Launched MyFirstEV on July 13 offering instant $3,500 (new) and $1,750 (used) rebates at dealerships, backed by $135.5M in state funds plus automaker matching. Built as a direct replacement for federal clean-vehicle tax credits Trump repealed, with Newsom framing Trump as ceding the clean-car market to China.
Subject of multiple DOJ probes into alleged routing of $350M-plus in taxpayer funds to preferred nonprofits, with wife Jennifer Siebel Newsom's nonprofit compensation under scrutiny. Former chief of staff Dana Williamson pleaded guilty to fraud. Newsom filed a FOIA request on state letterhead seeking evidence the probes are politically motivated, calling them lawfare tied to his 2028 ambitions.
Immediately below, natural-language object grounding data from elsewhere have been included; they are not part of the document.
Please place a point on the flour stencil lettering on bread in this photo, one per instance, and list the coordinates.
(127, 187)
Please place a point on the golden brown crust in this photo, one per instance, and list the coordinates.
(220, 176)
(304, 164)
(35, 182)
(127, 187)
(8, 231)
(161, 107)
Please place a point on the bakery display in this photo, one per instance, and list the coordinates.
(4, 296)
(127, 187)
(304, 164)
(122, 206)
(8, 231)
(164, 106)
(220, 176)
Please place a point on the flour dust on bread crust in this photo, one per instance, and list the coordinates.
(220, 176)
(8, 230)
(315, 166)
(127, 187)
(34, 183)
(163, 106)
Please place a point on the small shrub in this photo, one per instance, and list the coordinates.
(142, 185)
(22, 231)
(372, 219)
Contending with a 14-measure November ballot, the most crowded in a decade. Opposes Prop 40, a 5% billionaire wealth tax, as poorly designed and a revenue risk; tried and failed to get SEIU-UHW to withdraw it. Proposes a federal alternative including a minimum tax on fortunes over $100M. Also backing $36B in housing bonds.
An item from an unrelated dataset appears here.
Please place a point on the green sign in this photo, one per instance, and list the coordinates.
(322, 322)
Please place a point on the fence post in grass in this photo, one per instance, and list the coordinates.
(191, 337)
Refused to suspend California's 2.2-cent gas-tax increase, bringing the rate to a national high of 63.4 cents per gallon. Blames Trump's Iran policy for pump prices hitting $5.40. Backing SB 493 to expand price-gouging laws to wartime emergencies and suing fuel-pricing software firm Kalibrate and major retailers over algorithmic price-fixing.
Key relationships
Newsom is sparring with Trump across multiple fronts: EV credits, gun laws, gas prices, National Guard deployment, and federal fraud probes he says Trump ordered to damage his 2028 ambitions.
Newsom condemned DHS Secretary Mullin's threat to halt customs processing at sanctuary-city airports including LAX and SFO, calling it a 'stupid idea' that would create economic chaos ahead of the World Cup final.
Thompson joined Newsom at the AB 179 signing event, backing both the state housing bill and the federal Road to Housing Act.
Acting Attorney General Blanche filed suit July 1 to block California's Glock-style handgun ban, calling the Second Amendment 'not a second-class right.' Newsom vowed to defend the law as life-saving.
Newsom's wife is swept into the DOJ fraud probe, with her nonprofit salary and $4M in benefits under federal scrutiny alongside allegations of routing taxpayer funds to preferred nonprofits.
Newsom endorsed Becerra for governor; Becerra advanced to the November runoff against Steve Hilton. Becerra's campaign funds were among those stolen by Newsom's former chief of staff Dana Williamson in the fraud case.